Girls tend to show superior levels of skills such as the ability to
respond to cues in the behaviour of others, to inhibit distractions and
to develop strategies of action compared with boys. Females affected by
Turner's syndrome, whose X-chromosome is of maternal origin show poorer
social cognitive skills than those who possess a paternally derived
X-chromosome.
[35]
Klinefelter's syndrome
Klinefelter's syndrome (47XXY) affects approximately 1 in 1000 males.
In about two-thirds of cases the anomaly is due to maternal
nondisjunction and is nonfamilial.
[36]
These individuals have high rates of speech and language disorders
(Ratcliffe 1994).

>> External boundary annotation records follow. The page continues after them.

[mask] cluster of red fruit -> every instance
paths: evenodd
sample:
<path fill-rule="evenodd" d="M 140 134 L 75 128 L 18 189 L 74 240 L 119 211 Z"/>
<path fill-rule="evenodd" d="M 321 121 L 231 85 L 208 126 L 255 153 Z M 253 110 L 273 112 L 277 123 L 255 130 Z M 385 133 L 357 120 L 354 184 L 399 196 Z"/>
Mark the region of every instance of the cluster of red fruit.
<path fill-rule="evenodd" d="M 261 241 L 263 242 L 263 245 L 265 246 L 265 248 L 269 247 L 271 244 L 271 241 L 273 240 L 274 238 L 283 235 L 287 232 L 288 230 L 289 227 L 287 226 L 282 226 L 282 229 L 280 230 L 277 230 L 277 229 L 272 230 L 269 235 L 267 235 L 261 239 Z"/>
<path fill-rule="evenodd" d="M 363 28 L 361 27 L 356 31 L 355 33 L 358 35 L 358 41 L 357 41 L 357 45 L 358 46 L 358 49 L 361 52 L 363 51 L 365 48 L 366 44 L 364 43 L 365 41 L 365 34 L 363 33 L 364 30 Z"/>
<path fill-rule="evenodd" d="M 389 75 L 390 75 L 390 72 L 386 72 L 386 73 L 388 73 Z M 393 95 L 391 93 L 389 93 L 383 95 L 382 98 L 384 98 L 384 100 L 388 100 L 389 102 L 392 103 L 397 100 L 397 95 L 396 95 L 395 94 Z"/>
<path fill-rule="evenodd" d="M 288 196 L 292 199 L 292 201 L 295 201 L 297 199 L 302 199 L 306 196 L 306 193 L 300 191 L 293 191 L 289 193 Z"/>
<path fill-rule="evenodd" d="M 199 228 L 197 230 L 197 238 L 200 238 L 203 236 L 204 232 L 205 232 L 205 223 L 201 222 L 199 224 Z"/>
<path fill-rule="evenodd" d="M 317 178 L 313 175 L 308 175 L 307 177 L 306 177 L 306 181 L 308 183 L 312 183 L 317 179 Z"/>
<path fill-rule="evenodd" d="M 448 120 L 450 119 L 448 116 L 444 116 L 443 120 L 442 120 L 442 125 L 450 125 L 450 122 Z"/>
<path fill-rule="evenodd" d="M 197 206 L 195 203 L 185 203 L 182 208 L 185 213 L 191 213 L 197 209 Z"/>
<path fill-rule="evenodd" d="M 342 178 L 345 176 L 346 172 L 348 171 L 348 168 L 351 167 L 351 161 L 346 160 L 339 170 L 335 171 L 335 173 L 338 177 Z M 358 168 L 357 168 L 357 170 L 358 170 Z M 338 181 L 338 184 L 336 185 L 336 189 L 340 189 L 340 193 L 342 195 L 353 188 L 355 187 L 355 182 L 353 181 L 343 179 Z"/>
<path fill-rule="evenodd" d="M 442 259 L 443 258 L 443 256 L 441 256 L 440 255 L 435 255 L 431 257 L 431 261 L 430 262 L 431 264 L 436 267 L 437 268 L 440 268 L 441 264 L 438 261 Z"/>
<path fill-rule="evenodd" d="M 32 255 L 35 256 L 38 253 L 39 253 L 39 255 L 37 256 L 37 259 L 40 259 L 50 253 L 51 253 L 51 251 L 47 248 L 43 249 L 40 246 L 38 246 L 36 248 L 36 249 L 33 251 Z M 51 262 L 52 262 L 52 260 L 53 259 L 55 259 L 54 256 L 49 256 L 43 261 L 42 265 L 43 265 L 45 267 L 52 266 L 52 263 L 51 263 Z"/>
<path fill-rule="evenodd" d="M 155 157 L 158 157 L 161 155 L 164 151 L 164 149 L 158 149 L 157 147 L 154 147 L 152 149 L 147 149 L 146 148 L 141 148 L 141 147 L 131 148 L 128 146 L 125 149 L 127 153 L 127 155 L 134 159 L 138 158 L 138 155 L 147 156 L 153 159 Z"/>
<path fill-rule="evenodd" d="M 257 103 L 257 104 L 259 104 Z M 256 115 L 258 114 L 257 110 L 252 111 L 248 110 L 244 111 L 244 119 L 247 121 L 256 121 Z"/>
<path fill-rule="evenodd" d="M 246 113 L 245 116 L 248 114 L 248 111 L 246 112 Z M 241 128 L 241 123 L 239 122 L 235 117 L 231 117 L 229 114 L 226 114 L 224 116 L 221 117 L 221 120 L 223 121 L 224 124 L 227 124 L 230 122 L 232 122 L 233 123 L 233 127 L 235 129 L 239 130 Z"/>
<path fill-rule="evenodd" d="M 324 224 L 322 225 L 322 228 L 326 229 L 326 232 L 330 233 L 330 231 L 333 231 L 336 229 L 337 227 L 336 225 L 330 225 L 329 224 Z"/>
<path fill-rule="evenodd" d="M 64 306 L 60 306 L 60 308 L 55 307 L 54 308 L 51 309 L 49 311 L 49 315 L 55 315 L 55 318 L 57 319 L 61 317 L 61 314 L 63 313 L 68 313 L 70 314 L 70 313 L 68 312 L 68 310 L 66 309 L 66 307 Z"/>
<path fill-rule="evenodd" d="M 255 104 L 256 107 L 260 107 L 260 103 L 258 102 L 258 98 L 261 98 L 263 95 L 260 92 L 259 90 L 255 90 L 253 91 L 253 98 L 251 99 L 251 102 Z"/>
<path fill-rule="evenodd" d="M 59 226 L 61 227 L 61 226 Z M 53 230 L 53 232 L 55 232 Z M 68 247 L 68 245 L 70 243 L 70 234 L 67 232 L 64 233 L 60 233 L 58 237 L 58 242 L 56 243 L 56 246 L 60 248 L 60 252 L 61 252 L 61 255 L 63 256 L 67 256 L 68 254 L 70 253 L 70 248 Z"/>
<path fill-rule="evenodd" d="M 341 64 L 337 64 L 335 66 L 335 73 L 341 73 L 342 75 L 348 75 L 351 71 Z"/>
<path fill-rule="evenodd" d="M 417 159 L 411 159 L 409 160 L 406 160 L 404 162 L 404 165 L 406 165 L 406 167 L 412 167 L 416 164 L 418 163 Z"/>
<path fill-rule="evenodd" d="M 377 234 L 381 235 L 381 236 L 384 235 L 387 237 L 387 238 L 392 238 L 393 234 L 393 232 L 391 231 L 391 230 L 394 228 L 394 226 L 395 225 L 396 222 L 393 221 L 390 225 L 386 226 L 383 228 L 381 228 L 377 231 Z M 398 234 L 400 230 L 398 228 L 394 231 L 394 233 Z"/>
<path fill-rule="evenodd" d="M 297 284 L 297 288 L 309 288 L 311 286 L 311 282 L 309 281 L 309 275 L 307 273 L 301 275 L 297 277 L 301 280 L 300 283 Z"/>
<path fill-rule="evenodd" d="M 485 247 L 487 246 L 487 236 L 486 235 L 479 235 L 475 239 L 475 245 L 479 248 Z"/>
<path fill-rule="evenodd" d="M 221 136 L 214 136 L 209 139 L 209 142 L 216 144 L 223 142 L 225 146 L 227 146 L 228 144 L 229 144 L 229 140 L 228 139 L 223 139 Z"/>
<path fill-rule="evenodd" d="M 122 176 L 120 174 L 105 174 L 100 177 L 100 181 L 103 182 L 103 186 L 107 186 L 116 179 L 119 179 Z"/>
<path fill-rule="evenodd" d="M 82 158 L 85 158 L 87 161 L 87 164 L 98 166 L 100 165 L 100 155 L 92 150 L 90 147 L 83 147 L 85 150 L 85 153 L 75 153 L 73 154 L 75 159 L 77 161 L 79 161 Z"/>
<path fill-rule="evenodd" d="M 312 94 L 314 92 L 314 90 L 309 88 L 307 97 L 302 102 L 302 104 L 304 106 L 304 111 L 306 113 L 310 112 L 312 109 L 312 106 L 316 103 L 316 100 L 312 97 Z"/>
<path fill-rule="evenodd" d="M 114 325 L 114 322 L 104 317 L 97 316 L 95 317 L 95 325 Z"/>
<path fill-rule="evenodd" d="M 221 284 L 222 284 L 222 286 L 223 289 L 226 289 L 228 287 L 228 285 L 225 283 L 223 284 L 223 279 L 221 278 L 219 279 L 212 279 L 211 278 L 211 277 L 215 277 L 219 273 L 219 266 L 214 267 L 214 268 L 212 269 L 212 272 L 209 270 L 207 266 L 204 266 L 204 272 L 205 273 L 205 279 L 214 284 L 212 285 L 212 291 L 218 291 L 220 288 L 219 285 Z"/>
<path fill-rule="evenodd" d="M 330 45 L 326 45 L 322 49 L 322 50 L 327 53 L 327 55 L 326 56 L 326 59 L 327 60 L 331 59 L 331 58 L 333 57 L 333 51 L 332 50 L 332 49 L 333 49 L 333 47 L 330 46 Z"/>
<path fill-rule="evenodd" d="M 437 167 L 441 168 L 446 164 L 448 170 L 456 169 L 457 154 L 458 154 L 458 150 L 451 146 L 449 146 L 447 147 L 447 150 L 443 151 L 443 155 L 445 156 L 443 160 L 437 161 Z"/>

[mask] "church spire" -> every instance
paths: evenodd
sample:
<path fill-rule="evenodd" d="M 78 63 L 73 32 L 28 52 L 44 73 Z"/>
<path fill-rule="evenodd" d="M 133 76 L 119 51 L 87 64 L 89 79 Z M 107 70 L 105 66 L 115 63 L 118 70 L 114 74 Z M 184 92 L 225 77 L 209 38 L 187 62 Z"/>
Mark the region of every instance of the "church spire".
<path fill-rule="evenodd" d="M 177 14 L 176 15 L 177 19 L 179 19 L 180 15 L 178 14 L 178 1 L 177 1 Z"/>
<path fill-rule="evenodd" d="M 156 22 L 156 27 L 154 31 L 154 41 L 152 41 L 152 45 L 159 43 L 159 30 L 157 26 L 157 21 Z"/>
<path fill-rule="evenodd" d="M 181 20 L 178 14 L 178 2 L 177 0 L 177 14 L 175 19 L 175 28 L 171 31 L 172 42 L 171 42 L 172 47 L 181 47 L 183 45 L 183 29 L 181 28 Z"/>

It was originally thought that affected individuals
showed increased rates of mental retardation, psychiatric disorder and
criminality. However early studies of the XXY behavioural phenotype
were based on highly selected samples of those who had been
institutionalised,
[37]
and it is now recognized that the majority who possess this karyotype
are of normal intelligence and show no increased rates of behavioural
psychiatric difficulties.
[38],
[39]
Conclusions
Recent advances in identifying previously undetected
sub-microscopic chromosomal anomalies have proven to be successful.
They highlight the fact that many cases of idiopathic mental
retardation may have specific aetiologies, which may not yet be
discovered. Given the increased interest in studying behavioural
phenotypes associated with some of these conditions, it is hoped that
the localization of specific genes and the identification of genes
within critical chromosomal regions might pave the way for
understanding more about the genetic basis of behaviour and psychiatric
disorders.
The challenge for the future is to unravel the
complex interaction between genes and environment using well-designed
twin and adoption studies as well as molecular genetic strategies so as
to determine the extent to which genes and environment contribute,
co-act and interact in determining intelligence. Such research will
contribute in planning appropriate interventions.